The Arteon will be sold with the choice of three turbocharged four-cylinder direct injection petrol and three turbocharged four-cylinder common rail diesel engines from the start of UK sales later this year.
Among the petrol units is Volkswagen’s newly developed 1.5-litre engine, which produces 148bhp in the base 1.5 TSI Evo.
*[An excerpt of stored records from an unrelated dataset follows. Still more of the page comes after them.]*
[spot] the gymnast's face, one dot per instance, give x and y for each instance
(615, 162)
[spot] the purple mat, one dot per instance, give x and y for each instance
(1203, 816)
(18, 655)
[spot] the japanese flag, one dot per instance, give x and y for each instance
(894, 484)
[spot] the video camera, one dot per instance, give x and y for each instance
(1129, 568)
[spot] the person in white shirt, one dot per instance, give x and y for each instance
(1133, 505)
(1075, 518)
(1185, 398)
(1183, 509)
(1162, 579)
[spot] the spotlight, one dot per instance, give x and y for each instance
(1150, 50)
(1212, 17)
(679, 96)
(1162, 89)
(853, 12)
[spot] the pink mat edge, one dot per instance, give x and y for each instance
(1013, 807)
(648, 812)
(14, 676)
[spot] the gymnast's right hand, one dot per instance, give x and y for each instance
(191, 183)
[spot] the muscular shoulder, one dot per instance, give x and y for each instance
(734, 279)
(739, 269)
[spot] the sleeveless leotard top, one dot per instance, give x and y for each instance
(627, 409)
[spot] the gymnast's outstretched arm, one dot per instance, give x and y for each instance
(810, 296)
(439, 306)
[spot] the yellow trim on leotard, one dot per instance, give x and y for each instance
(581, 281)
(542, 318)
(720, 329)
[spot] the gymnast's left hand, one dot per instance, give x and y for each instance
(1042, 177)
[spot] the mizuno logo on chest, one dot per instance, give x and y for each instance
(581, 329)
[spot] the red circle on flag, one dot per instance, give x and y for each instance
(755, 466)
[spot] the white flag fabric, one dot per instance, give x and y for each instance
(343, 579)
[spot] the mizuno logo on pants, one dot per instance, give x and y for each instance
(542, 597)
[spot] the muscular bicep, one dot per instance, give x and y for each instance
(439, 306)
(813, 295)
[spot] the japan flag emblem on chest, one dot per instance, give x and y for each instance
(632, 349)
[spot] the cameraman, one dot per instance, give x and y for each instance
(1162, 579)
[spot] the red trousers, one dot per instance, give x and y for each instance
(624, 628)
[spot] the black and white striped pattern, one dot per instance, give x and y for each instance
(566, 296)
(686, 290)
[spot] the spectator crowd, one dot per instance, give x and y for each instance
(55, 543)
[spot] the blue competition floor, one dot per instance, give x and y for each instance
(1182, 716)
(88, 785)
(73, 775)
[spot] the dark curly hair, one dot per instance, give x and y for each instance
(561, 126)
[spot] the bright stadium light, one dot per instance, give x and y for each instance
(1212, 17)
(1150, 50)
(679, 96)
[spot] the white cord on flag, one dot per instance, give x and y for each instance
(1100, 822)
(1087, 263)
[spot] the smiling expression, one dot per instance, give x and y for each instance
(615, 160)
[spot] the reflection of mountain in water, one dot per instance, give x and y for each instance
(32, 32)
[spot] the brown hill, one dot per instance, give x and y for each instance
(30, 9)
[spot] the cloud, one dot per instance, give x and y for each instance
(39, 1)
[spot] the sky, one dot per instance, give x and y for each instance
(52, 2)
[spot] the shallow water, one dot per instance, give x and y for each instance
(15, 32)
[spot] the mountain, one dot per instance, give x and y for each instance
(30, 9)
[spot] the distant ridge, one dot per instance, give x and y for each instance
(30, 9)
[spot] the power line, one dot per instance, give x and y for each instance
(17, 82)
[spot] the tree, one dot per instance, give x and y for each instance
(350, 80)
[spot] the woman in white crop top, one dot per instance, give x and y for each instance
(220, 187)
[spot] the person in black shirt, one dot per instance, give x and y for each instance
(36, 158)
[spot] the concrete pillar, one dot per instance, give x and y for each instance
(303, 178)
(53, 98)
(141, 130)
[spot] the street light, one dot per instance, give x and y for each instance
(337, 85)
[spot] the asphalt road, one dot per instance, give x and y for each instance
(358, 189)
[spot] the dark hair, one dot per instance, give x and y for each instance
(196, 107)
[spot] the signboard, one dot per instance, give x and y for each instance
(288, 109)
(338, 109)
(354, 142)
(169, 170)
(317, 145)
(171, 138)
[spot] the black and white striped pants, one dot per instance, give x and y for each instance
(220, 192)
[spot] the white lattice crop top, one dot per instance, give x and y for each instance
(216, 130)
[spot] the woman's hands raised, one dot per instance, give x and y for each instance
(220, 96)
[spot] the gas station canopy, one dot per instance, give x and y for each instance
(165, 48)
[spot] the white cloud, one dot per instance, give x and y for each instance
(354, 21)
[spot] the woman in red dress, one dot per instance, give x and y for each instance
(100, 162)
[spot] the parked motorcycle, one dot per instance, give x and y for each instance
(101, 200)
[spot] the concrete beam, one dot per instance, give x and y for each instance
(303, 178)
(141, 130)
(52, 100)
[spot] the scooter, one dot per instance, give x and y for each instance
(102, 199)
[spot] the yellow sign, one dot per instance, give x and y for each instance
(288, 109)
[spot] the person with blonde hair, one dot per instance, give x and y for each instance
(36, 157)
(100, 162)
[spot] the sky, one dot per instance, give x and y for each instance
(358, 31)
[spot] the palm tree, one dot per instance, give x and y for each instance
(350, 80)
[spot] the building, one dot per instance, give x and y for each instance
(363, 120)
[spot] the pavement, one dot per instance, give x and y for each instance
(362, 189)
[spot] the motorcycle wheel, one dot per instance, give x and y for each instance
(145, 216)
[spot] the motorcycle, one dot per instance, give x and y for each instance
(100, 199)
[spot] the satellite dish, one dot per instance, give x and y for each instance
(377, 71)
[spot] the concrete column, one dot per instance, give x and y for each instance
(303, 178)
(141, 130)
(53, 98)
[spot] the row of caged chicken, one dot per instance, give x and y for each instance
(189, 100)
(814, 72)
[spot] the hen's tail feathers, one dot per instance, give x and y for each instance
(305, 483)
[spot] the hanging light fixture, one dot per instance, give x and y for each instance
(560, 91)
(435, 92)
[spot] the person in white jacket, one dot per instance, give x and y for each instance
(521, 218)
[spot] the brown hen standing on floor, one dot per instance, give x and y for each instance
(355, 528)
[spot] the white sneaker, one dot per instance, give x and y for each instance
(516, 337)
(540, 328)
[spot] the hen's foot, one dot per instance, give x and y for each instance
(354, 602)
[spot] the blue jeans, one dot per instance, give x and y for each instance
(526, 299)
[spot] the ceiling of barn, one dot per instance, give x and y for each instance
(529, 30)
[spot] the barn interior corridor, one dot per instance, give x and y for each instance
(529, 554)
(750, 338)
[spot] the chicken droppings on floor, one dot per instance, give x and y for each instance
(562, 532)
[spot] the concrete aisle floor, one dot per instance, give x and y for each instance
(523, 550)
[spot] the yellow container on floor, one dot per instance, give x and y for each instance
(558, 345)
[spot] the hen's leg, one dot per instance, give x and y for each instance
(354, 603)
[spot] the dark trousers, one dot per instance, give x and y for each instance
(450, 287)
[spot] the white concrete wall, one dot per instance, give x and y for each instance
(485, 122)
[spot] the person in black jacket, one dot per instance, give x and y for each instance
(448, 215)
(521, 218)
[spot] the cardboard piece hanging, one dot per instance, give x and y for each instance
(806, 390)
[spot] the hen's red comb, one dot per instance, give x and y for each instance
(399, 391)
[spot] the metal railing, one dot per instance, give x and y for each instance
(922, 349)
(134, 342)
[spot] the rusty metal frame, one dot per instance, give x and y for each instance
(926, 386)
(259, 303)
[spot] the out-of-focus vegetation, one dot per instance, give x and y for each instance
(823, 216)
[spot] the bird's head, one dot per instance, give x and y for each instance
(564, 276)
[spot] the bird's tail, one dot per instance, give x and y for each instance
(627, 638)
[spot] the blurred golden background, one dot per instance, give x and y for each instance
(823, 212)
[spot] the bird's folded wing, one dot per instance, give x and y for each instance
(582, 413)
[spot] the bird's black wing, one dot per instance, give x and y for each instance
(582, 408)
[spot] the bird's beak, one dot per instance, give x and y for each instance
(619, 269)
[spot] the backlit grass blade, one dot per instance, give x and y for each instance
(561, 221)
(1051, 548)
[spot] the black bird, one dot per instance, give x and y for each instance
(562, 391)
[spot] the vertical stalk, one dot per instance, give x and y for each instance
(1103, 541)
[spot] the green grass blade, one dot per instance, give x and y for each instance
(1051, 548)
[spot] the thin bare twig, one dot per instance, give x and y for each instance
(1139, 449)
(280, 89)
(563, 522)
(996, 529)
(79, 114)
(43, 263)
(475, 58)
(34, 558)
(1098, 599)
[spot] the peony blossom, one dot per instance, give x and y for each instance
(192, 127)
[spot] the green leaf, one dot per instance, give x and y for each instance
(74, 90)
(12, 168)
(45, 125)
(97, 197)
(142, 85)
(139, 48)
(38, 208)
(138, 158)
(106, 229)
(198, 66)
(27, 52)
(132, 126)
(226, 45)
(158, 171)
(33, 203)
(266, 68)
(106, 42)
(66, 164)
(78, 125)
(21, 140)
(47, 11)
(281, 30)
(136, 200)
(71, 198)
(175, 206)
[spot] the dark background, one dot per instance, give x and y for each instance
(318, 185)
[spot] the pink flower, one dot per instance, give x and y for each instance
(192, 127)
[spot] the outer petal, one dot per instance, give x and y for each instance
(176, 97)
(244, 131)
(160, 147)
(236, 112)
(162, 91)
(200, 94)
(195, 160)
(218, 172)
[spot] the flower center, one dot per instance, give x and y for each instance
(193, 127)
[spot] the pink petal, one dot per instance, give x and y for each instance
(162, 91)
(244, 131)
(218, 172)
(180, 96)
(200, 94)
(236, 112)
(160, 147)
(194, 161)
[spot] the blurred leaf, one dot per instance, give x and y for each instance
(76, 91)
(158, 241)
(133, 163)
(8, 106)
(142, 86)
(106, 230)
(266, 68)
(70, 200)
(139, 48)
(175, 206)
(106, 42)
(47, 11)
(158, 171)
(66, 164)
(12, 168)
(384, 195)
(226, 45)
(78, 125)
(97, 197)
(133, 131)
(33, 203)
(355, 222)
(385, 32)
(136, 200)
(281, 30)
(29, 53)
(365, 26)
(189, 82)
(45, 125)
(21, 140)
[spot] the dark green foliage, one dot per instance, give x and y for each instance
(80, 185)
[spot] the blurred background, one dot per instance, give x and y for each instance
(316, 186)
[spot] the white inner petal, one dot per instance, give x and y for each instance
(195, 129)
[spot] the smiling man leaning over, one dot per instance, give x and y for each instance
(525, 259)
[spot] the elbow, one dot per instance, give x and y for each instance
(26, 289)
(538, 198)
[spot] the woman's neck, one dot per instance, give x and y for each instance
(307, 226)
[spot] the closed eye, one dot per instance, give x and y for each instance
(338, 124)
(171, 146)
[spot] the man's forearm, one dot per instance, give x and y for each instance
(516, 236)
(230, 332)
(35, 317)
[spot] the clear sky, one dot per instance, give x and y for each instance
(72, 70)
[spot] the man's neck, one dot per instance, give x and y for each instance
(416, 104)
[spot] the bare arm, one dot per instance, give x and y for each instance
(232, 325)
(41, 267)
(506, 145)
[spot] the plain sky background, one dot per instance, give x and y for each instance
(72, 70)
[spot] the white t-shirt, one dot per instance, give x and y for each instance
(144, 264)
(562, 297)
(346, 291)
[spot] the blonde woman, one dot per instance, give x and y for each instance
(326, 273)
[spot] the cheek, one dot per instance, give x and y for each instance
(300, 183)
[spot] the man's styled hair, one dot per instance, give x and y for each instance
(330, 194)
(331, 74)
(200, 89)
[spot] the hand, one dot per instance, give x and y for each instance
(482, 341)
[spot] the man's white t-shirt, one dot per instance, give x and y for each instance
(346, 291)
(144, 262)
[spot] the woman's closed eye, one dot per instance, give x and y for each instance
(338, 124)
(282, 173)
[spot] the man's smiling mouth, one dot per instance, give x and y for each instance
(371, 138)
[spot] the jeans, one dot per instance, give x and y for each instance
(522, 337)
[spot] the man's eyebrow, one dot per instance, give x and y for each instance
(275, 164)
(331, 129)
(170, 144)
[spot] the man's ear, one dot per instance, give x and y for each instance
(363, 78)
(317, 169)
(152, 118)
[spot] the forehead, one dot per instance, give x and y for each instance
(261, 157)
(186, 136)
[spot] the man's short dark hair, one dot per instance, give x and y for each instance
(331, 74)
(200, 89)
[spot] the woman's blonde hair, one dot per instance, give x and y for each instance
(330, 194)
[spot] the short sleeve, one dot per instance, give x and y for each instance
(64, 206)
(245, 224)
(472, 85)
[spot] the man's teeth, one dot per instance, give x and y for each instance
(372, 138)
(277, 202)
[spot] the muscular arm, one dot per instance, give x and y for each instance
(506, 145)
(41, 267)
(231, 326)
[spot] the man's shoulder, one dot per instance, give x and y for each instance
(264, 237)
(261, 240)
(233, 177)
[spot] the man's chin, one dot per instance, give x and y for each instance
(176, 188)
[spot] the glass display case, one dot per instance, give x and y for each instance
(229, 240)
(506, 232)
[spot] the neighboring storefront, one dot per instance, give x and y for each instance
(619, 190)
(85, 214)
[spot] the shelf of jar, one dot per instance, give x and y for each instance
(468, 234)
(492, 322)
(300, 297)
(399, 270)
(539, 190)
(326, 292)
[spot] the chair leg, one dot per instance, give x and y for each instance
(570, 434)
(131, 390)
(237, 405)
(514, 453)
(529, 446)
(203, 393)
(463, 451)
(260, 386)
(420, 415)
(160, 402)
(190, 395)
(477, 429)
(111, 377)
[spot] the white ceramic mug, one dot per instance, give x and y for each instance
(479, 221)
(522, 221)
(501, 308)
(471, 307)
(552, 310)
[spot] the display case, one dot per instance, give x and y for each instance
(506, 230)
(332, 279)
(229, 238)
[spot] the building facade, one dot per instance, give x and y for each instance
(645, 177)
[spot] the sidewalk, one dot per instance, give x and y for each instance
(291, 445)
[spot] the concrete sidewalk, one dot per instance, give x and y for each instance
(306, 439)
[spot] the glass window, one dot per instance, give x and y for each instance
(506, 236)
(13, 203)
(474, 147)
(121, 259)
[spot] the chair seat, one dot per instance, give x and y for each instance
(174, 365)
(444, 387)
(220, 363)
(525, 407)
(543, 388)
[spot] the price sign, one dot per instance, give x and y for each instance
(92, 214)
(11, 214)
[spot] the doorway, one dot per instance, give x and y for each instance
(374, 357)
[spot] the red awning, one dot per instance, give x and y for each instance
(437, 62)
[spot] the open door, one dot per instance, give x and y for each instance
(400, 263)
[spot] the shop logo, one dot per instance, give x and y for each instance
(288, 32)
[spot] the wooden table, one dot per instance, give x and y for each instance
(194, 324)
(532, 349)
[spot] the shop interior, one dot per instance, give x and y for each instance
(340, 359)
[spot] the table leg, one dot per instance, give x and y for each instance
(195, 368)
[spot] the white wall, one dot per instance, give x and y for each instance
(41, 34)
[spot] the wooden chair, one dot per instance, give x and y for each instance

It is joined from the outset by the German car maker’s more familiar 2.0-litre powerplant offering either 187bhp or 276bhp in the 2.0 TSI.
The trio of diesels models in the new Arteon line-up all use the same 2.0-litre engine, albeit in different states of tune, with buyers able to choose between 148bhp, 187bhp and 236bhp variants of the SCR equipped oilburner in the 2.0 TDI.
The 148bhp 1.5-litre petrol as well as the 148bhp and 187bhp variants of 2.0-litre diesel engines come with a standard six-speed manual gearbox, while the 187bhp and 276bhp 2.0-litre petrol and 236bhp 2.0-litre diesel engines receive a standard seven-speed dual clutch gearbox.
The transversely mounted engines channel drive to the front wheels in all but the most powerful 2.0 TSI and 2.0 TDI models, which run a fifth generation version of Volkswagen’s electro-hydraulic 4Motion four-wheel drive system as standard.
Further driveline options, including a petrol-electric hybrid unit, are planned to be added later on.
VW's chairman of the board Herbert Diess said "The Arteon is for people who listen to their heart and their brain, in the past it was a choice of either or, but now we are challenging premium makers."
The Arteon will be produced at Volkswagen’s Emden plant in Germany alongside the eighth-generation Passat from June.
Rivalling cars including the BMW 4 Series Gran Coupe and Audi A5, the model is expected to start from above £30,000, a considerable rise over the CC which starts from £25,475.